Just because I'm quiet........... doesn't mean I don't have a lot to say

zaterdag 21 mei 2022

Ego

Geschreven door A. van de Beek (1946) dit jaar.
Ondertitel: ‘een cultuuranalyse van het ik’
Bram van de Beek is pensionado en ook nog emeritus theoloog en hoogleraar Symboliek van de VU Amsterdam.
Een heel ander boek dan dat van Martien Brinkman al zijn ze ongeveer tegelijkertijd uitgekomen.
Ik las een vernietigende recensie van dit boek door de godsdienstfilosoof  en theoloog Taede Smedes (1973) en toen werd ik wel erg nieuwsgierig omdat ik van de Beek uit zijn boeken ken als iemand die dingen heel duidelijk kan maken ook al is het soms tegendraads.
Ooit las ik van Smedes: ‘God en de menselijke maat’.

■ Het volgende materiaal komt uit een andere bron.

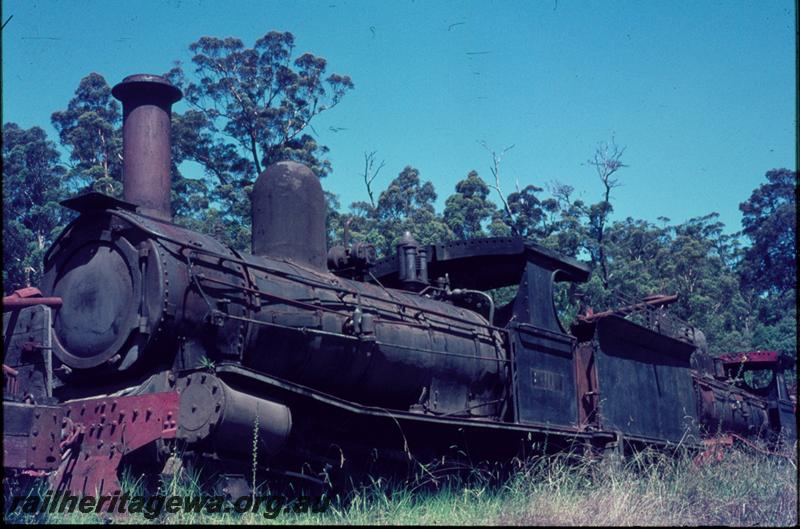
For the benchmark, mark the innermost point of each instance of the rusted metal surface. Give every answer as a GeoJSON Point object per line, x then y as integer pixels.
{"type": "Point", "coordinates": [101, 431]}
{"type": "Point", "coordinates": [586, 382]}
{"type": "Point", "coordinates": [408, 354]}
{"type": "Point", "coordinates": [288, 212]}
{"type": "Point", "coordinates": [212, 410]}
{"type": "Point", "coordinates": [28, 297]}
{"type": "Point", "coordinates": [27, 354]}
{"type": "Point", "coordinates": [31, 436]}
{"type": "Point", "coordinates": [753, 357]}
{"type": "Point", "coordinates": [146, 106]}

Volgens Smedes is dit boek te vergelijken met de boekjes uit de jaren zeventig van de vorige eeuw die inmiddels bij het oud papier zijn beland. Zou kunnen.
Ik denk eerder dat Smedes zich ontwikkeld heeft op een route die steeds verder wegloopt  van die van van de Beek.  Ook niet erg maar wees een beetje zachtmoediger en probeer daar begrip voor te hebben.
Smedes noemt het boek Ego ergens: ‘van dik hout zaagt men planken’ maar zijn recensie doet daar bepaald niet voor onder. * Cathy mompelt iets van pot en ketel.*
In zijn voorwoord noemt van de Beek zelf dat hij grote lijnen trekt en dat het met ongenuanceerdheid samengaat. Hij schrijft beschouwend; trekt lijnen vanaf Descartes naar het nu. En met zo’n zeventig jaar levenservaring kan hij die lijnen zien lopen.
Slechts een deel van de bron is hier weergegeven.